Tishman Speyer recently announced plans to build a 13-story commercial building at the waterfront location, consisting of approximately 373,000 rentable square feet, primarily for office use along with a nine-story, 100-unit luxury residential condo building and a three-level below-grade parking facility. Both buildings will include ground floor retail/restaurant space, and the site plan also includes a new one-acre public park. Construction is scheduled to begin in the fourth quarter of 2015, with completion of both new buildings set for 2018.

DTZ’s Carr also noted that joint ventures are becoming popular outside of one-off property deals. Institutional players are increasingly teaming up together on portfolio acquisitions as multiple parts of the capital stack.

The kind of deal was evident last week when Starwood Capital Group, a leading global private investment firm, put together a joint venture of Starwood Global Opportunity Fund X, Vanderbilt Partners and Trinity Capital Advisors to acquire a portfolio of Class A suburban offices properties from Duke Realty Corp. in an off-market transaction valued at $1.1 billion.

Totaling 6.9 million square feet, the portfolio comprises 62 assets in Raleigh, NC, Nashville, TN, St. Louis, MO, and South Florida. The transaction also includes 57 acres of undeveloped land.

In a similar move Washington Prime Group entered into a joint venture with O’Connor Capital Partners to own five of the malls it Washington Prime acquired in its $2 billion buy earlier this year of Glimcher Realty Trust. O’Connor will have a 49% ownership interest in the joint venture and WP Glimcher is expected to receive net proceeds of $430 million.

The joint venture structure is also being used to spread out the risk in new development projects as well.
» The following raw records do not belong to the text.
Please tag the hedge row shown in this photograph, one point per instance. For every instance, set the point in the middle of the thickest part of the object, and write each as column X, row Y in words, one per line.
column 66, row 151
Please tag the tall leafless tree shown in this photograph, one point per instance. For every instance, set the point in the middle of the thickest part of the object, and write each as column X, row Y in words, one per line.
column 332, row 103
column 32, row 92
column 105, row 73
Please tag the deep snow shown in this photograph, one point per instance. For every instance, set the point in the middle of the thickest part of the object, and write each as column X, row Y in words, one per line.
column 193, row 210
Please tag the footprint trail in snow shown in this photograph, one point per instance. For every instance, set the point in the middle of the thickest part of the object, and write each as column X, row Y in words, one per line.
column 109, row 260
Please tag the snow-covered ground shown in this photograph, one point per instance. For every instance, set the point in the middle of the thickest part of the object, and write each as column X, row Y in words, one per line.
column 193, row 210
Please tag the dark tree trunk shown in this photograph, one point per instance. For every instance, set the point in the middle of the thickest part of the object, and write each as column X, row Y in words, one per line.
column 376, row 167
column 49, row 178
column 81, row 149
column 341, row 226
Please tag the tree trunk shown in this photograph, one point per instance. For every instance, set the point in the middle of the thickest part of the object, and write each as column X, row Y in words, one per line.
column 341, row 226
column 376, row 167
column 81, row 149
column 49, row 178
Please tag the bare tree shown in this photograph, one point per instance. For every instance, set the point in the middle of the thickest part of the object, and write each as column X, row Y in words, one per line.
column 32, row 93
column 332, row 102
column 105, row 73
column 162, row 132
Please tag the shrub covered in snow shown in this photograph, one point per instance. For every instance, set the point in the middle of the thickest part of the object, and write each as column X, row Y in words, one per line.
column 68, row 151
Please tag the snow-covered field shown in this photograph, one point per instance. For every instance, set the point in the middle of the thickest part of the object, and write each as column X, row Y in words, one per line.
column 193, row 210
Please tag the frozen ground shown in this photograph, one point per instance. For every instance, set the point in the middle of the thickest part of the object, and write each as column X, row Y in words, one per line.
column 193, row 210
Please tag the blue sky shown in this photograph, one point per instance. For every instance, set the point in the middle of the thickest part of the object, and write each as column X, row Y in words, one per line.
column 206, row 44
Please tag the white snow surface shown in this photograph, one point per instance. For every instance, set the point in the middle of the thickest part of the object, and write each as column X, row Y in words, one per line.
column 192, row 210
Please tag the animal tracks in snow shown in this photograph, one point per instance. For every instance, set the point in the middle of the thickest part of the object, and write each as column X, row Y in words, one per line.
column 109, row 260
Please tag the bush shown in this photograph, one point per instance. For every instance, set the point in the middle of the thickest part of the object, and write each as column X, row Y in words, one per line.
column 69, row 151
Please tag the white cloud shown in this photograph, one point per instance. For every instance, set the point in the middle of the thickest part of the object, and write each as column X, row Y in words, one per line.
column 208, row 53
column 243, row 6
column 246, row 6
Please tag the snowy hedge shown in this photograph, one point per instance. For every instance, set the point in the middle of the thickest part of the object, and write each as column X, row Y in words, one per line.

Ridge Development is breaking ground this quarter on two spec industrial buildings on 47 acres in north Fort Worth. The Railhead Industrial Park development is owned by a joint venture between Ridge Development and LaSalle Investment Management.

Lastly, existing property owners are looking to bring on joint venture partners to recapitalize their holdings while at the same time hanging on to a piece of the ownership.

Bob O’Brien, chief financial officer of Forest City Enterprises, said his firm is looking at that option on a number of properties, including a potential sale or joint venture of 625 Fulton, a development site at its MetroTech Center Campus in Brooklyn; the potential sale or a joint venture of the majority of its remaining downtown Cleveland office assets and the adjoining retail at Tower City Center; a potential transaction for its Illinois Science and Technology Park near Chicago; and a legacy portfolio of assets consisting of 33 apartment communities and four suburban office buildings.

Forest City said it is reviewing the best option for the properties and hope to make a decision over the next couple of months.

DJM Capital Partners employed that strategy this week when it sold a 75% interest in Bella Terra Shopping Center in Huntington Beach, California, to Prudential Real Estate Investors for a still undisclosed amount.

DJM Capital Partners will continue to lead the property management and leasing at the site, which has evolved into one of Southern California’s most successful outdoor lifestyle centers.